By Grant Smith
While crude prices climbed to a 12-week high in New York after OPEC+ surprised traders with their latest intervention, they remain below $60 a barrel amid concern that the additional output curbs still won’t be enough. The U.S. briefly became a net exporter of oil three months ago, underscoring the challenge OPEC faces from America’s shale boom.
“The market has done its own sums and the reaction to oil’s new deal has so far been muted,” said the Paris-based agency, which advises most of the world’s major economies.
The extra OPEC+ curbs would translate into an actual reduction from current levels of 532,000 barrels a day, the IEA said. Implementing that fully may be a tall order, as some producers like Iraq and Nigeria have barely made the cutbacks they promised to enact this year.
A change to the terms of the OPEC+ agreement, which now exempts light oil known as condensate produced by the non-OPEC members, could also undermine the coalition’s efforts. Condensate production in those countries, such as Russia and Azerbaijan, has the potential to increased from its current level of about 1.5 million barrels a day, according to the IEA.

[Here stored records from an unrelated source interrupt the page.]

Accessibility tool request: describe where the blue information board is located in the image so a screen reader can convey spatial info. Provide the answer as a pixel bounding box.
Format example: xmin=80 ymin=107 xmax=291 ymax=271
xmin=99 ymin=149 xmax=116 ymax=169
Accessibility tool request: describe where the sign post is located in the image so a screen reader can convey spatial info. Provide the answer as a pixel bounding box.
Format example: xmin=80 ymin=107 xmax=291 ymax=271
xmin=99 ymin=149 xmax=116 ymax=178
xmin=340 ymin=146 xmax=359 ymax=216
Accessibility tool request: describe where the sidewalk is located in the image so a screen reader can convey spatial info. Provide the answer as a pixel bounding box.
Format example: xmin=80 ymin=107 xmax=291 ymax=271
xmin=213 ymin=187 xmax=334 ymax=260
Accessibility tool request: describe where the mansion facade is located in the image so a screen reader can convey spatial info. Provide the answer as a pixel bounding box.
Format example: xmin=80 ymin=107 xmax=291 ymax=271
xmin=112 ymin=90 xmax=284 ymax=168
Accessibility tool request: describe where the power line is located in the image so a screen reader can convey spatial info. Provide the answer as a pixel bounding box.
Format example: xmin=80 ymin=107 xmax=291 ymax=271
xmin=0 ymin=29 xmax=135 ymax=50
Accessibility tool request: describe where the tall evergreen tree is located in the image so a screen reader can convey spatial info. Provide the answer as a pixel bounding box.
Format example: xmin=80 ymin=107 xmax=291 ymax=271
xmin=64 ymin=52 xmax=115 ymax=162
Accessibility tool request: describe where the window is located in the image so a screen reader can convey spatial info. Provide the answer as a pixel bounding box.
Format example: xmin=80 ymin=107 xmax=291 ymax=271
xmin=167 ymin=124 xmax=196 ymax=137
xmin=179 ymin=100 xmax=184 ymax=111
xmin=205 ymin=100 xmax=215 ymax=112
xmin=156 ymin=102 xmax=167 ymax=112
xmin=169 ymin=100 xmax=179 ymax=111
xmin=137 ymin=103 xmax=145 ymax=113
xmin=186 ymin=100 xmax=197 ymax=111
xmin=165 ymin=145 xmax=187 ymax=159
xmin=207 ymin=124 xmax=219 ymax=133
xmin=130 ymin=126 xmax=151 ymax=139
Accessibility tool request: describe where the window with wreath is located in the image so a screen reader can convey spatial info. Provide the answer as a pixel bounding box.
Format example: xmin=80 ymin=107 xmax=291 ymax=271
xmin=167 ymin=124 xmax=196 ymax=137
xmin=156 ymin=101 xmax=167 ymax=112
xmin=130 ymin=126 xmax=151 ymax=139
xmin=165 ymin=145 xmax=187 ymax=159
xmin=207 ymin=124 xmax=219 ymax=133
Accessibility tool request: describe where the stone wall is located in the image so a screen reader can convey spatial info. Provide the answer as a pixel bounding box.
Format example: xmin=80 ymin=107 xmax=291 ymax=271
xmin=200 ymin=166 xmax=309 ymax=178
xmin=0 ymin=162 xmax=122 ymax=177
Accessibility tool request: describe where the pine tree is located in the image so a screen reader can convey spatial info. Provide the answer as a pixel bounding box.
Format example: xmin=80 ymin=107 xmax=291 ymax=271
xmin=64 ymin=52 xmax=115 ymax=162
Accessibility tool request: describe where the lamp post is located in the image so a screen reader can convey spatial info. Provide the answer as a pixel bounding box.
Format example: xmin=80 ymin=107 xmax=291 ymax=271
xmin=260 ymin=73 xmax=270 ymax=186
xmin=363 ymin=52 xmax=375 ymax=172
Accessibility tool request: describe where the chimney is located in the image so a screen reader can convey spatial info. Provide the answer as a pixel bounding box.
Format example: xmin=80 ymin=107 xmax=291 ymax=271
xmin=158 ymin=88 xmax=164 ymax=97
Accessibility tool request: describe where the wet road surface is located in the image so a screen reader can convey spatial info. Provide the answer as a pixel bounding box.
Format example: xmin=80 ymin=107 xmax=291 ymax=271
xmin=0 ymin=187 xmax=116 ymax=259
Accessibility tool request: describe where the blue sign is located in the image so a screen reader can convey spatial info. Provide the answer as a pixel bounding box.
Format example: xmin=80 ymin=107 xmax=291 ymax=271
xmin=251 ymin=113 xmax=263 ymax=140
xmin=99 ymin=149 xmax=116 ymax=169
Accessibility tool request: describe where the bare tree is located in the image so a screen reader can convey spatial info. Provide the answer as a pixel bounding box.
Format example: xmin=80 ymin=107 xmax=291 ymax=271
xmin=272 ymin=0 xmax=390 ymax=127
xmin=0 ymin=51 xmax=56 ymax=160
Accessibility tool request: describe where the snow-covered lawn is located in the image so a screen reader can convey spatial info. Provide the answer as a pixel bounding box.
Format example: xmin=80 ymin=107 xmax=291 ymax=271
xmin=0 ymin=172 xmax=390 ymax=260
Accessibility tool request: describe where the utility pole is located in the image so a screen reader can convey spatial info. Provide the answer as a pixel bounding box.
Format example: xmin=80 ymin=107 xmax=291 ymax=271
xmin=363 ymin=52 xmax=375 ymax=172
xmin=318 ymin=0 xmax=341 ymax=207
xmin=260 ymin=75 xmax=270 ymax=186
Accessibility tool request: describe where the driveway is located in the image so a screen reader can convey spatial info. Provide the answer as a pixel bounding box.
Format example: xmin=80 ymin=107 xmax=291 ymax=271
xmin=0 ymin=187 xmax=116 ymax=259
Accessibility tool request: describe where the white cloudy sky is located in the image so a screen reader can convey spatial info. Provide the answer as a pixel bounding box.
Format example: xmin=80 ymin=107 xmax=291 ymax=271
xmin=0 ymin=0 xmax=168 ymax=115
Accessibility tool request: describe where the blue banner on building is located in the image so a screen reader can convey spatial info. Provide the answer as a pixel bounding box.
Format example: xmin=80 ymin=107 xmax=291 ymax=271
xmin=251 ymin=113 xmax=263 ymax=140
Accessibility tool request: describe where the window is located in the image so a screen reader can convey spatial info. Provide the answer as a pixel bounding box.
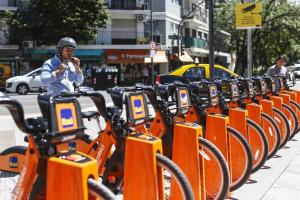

Saudi Arabia, OPEC’s biggest member, has already made considerable progress in fulfilling its output commitments, including additional voluntary reductions announced at the close of the OPEC meeting on Dec. 6. The kingdom pumped 9.9 million barrels a day in November, the IEA estimated.
“The overall effectiveness of the OPEC+ agreement depends on the willingness of all its parties to fully comply, including those whose compliance so far has been less rigorous,” the agency said.
OPEC and its partners are getting some solace from a recent recovery in oil demand. Global consumption increased at the strongest rate in a year during the third quarter, expanding by 900,000 barrels a day, according to the report. That’s almost twice the pace seen in the second quarter.
Demand is set to accelerate further in 2020, when it will expand by 1.2 million barrels a day — about 1.2% — to average 101.5 million barrels a day, the IEA predicts.
OPEC may also be reassured that supply from some of its rivals, such as the U.S., Brazil and Ghana, is increasing less quickly than the IEA previously forecast. The agency lowered its projections for non-OPEC production growth in 2020 by about 200,000 barrels a day.
Yet supplies outside OPEC will nonetheless expand much more vigorously than world demand, swelling by 2.1 million barrels a day next year as a new tide of American shale-oil is joined by offshore projects once considered unviable in an era of constrained prices, from Brazil, Norway and Guyana.
As a result, the surplus in global markets may swell to as much as 1 million barrels a day during the second quarter, the agency said. That poses a considerable challenge for the cartel and its allies, who will meet again in early March to consider their next move.